Automatic recognition of nucleic acid detection time by software using OpenCV

Question introduction

In the program engineering training course, a problem occurred:

Mobile phone screenshot nucleic acid detection report, using OpenCV software to automatically identify whether the time for nucleic acid detection is within 72 hours.

I. Preparations

Software needed to accomplish this task:

- Python3.x
- OpenCV-Python 4.x
- Tesseract-OCR 5.x
- Win10 64 or Win11 64

1. Installation of Python

Choose the default installation when installing the Python SDK and check to add it to the environment variable.
Easy to download directly from Microsoft Store
Or install PyCharm
PyCharm download address

2. Install OpenCV-Python development kit

Call cmd, or install using pip instructions in the terminal:

pip install opencv-python

If the download speed is slow, you can use the Tsinghua mirror source address and add -i at the end of the command https://pypi.tuna.tsinghua.edu.cn/simple/
Full Instructions:

pip install opencv-python -i https://pypi.tuna.tsinghua.edu.cn/simple/

3. Install Tesseract-OCR

Official website
Official Documents
Language Pack Address
Download Address
First install Tesseract-OCR Python SDK support, call cmd, or install in a terminal using pip instructions:

pip install pytesseract -i https://pypi.tuna.tsinghua.edu.cn/simple/

Then click the download address link to install the latest version of Tesseract-OCR, and add in the environment variable:

C:\Program Files\Tesseract-OCR

Once OpenCV-Python and Tesseract-OCR are installed and configured, you need to verify the correctness further through code. Open the Pycharm IDE, create a new Python project and python file, and enter the following code:

import pytesseract as tess
print(tess.get_tesseract_version())
print(tess.get_languages())

Or enter in the terminal:

tesseract -v

If the installation is successful, the corresponding version number and the applicable language are displayed.
Last click on the language pack address link to install chi_sim Simplified Chinese Language Pack, which can be downloaded and placed directly in the tessdata folder of the program installation directory.
The command line uses the tesseract --list-langs command to view the languages currently supported by the software:

tesseract --list-langs

2. Writing Procedures

1. Introducing Libraries

This program requires library functions, code as follows (example):

import cv2 as cv
import pytesseract as tess
from datetime import datetime

2. Use Tesseract for Character Recognition (OCR)

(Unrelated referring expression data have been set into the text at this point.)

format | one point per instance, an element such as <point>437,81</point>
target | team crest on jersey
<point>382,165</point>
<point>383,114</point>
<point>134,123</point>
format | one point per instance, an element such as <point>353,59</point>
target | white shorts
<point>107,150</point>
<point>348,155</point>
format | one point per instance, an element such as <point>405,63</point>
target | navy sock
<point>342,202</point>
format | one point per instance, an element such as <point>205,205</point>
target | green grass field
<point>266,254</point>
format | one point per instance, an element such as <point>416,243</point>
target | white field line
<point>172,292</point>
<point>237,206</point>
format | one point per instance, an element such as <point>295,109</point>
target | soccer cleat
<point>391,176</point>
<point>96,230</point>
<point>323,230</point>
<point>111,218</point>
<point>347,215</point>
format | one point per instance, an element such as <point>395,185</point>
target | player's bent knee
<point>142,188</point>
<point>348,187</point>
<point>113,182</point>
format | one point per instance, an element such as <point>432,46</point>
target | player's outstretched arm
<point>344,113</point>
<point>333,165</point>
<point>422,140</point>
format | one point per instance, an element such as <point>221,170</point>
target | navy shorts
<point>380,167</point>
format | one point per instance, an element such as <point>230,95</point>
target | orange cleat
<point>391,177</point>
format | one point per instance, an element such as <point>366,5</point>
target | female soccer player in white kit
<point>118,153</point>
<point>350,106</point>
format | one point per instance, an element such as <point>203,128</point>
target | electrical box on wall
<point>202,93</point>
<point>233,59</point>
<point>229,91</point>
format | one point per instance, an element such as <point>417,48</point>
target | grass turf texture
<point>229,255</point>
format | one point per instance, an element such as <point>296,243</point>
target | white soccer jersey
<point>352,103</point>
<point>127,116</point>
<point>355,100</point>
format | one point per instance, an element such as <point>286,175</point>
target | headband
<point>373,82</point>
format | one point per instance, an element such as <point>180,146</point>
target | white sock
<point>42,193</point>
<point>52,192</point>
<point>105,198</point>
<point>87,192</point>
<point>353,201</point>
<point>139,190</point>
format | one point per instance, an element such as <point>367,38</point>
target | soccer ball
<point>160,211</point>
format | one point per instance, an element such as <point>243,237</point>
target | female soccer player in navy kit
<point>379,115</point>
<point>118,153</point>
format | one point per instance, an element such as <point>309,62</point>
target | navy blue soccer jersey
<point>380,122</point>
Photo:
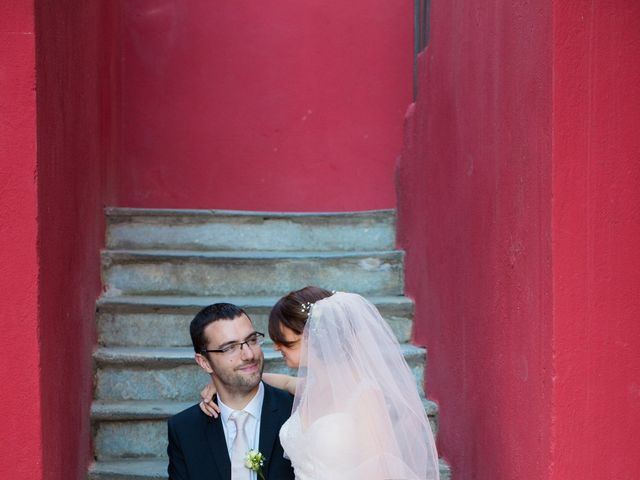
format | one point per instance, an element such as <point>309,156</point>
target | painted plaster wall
<point>519,208</point>
<point>596,239</point>
<point>20,434</point>
<point>474,200</point>
<point>74,118</point>
<point>297,106</point>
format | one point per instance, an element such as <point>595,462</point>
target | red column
<point>20,420</point>
<point>596,239</point>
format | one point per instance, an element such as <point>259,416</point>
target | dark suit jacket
<point>198,450</point>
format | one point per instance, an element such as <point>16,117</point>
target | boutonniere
<point>254,461</point>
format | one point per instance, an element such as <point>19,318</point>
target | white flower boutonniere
<point>254,461</point>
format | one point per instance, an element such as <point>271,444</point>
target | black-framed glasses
<point>253,340</point>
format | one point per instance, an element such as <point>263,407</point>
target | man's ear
<point>204,363</point>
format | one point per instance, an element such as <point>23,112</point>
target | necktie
<point>240,447</point>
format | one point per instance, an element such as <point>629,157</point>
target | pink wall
<point>20,434</point>
<point>596,239</point>
<point>519,209</point>
<point>230,104</point>
<point>74,144</point>
<point>474,201</point>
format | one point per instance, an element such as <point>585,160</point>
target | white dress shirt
<point>252,427</point>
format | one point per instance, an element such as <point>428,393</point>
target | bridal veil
<point>357,399</point>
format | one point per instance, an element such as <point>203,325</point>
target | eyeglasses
<point>234,349</point>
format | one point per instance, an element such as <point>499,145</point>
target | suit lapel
<point>269,426</point>
<point>218,446</point>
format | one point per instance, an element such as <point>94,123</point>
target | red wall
<point>294,106</point>
<point>74,144</point>
<point>474,201</point>
<point>20,434</point>
<point>519,209</point>
<point>596,239</point>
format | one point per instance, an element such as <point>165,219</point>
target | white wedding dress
<point>357,413</point>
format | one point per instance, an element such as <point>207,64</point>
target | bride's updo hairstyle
<point>292,311</point>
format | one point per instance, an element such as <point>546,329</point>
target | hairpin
<point>306,307</point>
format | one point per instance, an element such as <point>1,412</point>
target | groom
<point>251,413</point>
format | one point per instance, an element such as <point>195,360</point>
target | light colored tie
<point>240,447</point>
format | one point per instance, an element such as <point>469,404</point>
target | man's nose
<point>246,352</point>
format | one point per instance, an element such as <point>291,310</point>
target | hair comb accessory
<point>306,307</point>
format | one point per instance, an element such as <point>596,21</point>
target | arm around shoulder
<point>177,468</point>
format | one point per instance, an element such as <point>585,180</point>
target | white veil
<point>359,397</point>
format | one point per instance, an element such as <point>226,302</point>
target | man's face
<point>238,372</point>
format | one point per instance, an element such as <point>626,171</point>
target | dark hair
<point>210,314</point>
<point>288,311</point>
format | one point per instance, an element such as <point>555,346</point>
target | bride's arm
<point>281,381</point>
<point>277,380</point>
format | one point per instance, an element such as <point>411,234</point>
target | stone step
<point>233,230</point>
<point>172,272</point>
<point>156,469</point>
<point>138,429</point>
<point>139,321</point>
<point>172,374</point>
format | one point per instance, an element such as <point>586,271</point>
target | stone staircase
<point>161,266</point>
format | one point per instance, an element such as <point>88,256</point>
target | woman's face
<point>291,353</point>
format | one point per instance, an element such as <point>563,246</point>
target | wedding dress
<point>357,413</point>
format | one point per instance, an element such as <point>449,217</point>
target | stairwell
<point>161,266</point>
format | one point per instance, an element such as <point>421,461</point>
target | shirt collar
<point>253,408</point>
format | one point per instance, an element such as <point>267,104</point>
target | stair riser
<point>366,232</point>
<point>369,275</point>
<point>180,382</point>
<point>134,439</point>
<point>171,329</point>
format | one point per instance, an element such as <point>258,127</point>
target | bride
<point>357,412</point>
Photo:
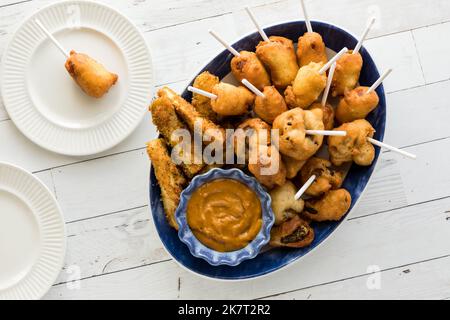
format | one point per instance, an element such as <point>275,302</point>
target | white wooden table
<point>401,227</point>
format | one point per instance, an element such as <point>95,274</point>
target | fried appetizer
<point>171,180</point>
<point>248,66</point>
<point>292,126</point>
<point>231,100</point>
<point>268,168</point>
<point>284,205</point>
<point>346,75</point>
<point>307,86</point>
<point>205,81</point>
<point>331,207</point>
<point>328,114</point>
<point>293,166</point>
<point>90,75</point>
<point>271,105</point>
<point>191,116</point>
<point>353,147</point>
<point>311,48</point>
<point>356,104</point>
<point>326,178</point>
<point>166,120</point>
<point>294,233</point>
<point>278,55</point>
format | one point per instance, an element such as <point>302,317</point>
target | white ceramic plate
<point>48,106</point>
<point>32,235</point>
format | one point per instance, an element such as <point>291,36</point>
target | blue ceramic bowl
<point>225,258</point>
<point>335,38</point>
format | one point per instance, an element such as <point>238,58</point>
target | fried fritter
<point>248,66</point>
<point>294,233</point>
<point>278,55</point>
<point>307,86</point>
<point>206,82</point>
<point>326,177</point>
<point>171,180</point>
<point>231,100</point>
<point>166,120</point>
<point>90,75</point>
<point>331,207</point>
<point>292,125</point>
<point>356,104</point>
<point>284,205</point>
<point>354,146</point>
<point>271,106</point>
<point>311,48</point>
<point>346,75</point>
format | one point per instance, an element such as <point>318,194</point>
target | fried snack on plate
<point>292,126</point>
<point>248,66</point>
<point>170,178</point>
<point>205,81</point>
<point>166,120</point>
<point>294,233</point>
<point>346,75</point>
<point>293,166</point>
<point>356,104</point>
<point>326,177</point>
<point>311,48</point>
<point>331,207</point>
<point>307,86</point>
<point>189,115</point>
<point>328,114</point>
<point>284,205</point>
<point>271,105</point>
<point>231,100</point>
<point>278,55</point>
<point>90,75</point>
<point>353,147</point>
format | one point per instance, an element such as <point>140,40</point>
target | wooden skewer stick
<point>305,187</point>
<point>255,22</point>
<point>386,146</point>
<point>333,60</point>
<point>52,38</point>
<point>202,93</point>
<point>224,43</point>
<point>379,81</point>
<point>252,88</point>
<point>363,36</point>
<point>305,13</point>
<point>328,87</point>
<point>326,133</point>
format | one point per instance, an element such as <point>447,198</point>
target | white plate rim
<point>130,129</point>
<point>45,192</point>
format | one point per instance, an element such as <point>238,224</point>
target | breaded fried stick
<point>170,178</point>
<point>278,55</point>
<point>166,120</point>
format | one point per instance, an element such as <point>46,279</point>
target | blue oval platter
<point>335,39</point>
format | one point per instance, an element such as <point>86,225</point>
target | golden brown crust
<point>346,75</point>
<point>90,75</point>
<point>170,179</point>
<point>354,146</point>
<point>311,48</point>
<point>326,177</point>
<point>292,126</point>
<point>356,104</point>
<point>279,57</point>
<point>248,66</point>
<point>331,207</point>
<point>206,82</point>
<point>271,106</point>
<point>307,86</point>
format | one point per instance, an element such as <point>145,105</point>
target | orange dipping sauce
<point>225,215</point>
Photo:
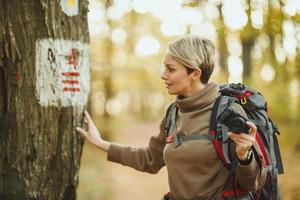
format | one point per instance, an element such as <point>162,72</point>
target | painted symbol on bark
<point>71,83</point>
<point>62,70</point>
<point>70,7</point>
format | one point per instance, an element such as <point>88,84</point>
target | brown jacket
<point>195,170</point>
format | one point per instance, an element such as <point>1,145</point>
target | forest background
<point>258,42</point>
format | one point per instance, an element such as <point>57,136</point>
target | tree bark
<point>40,150</point>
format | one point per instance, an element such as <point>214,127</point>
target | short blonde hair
<point>194,52</point>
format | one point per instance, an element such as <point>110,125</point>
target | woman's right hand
<point>91,133</point>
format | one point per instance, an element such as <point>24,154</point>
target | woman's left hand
<point>244,141</point>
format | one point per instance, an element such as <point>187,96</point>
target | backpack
<point>255,107</point>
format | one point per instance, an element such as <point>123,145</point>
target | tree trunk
<point>247,46</point>
<point>44,84</point>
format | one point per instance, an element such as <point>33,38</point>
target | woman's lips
<point>168,85</point>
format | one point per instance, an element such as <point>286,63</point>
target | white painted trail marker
<point>70,7</point>
<point>62,69</point>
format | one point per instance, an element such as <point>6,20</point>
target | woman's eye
<point>170,69</point>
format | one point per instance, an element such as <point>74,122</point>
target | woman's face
<point>176,77</point>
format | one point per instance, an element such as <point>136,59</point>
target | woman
<point>195,170</point>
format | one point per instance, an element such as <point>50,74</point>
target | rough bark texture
<point>39,148</point>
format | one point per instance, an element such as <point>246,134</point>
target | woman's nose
<point>163,75</point>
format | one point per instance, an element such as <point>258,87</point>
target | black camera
<point>235,122</point>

OCR (optical character recognition) refers to the technology that directly recognizes an image containing text as computer text (computer black and white dot matrix). Text in images is typically printed.
Tesseract is an OCR open source library on github. Today we will use Tesseract for text recognition.
For example, we need to recognize the text on a nucleic acid test report:

Enter the following code to test:

import cv2 as cv
import pytesseract as tess
image = cv.imread("hesuan.png")
image_rgb = cv.cvtColor(image, cv.COLOR_BGR2RGB)
text = tess.image_to_string(image_rgb, lang="eng")
content = text.replace("\f", "").split("\n")
txt = []
for c in content:
    if len(c) > 0:
        print(c)
h, w, c = image.shape
boxes = tess.image_to_boxes(image)
for b in boxes.splitlines():
    b = b.split(' ')
    image = cv.rectangle(image, (int(b[1]), h - int(b[2])), (int(b[3]), h - int(b[4])), (0, 255, 0), 2)
cv.imshow('text detect', image)
cv.waitKey(0)
cv.destroyAllWindows()

Run result:

You can see that the information in the picture is well recognized.
However, the output is garbled:

Because we chose the English Standard Library, we need to change the lang parameter in the code to Simplified Chinese if we need to recognize Chinese:

text = tess.image_to_string(image_rgb, lang="chi_sim")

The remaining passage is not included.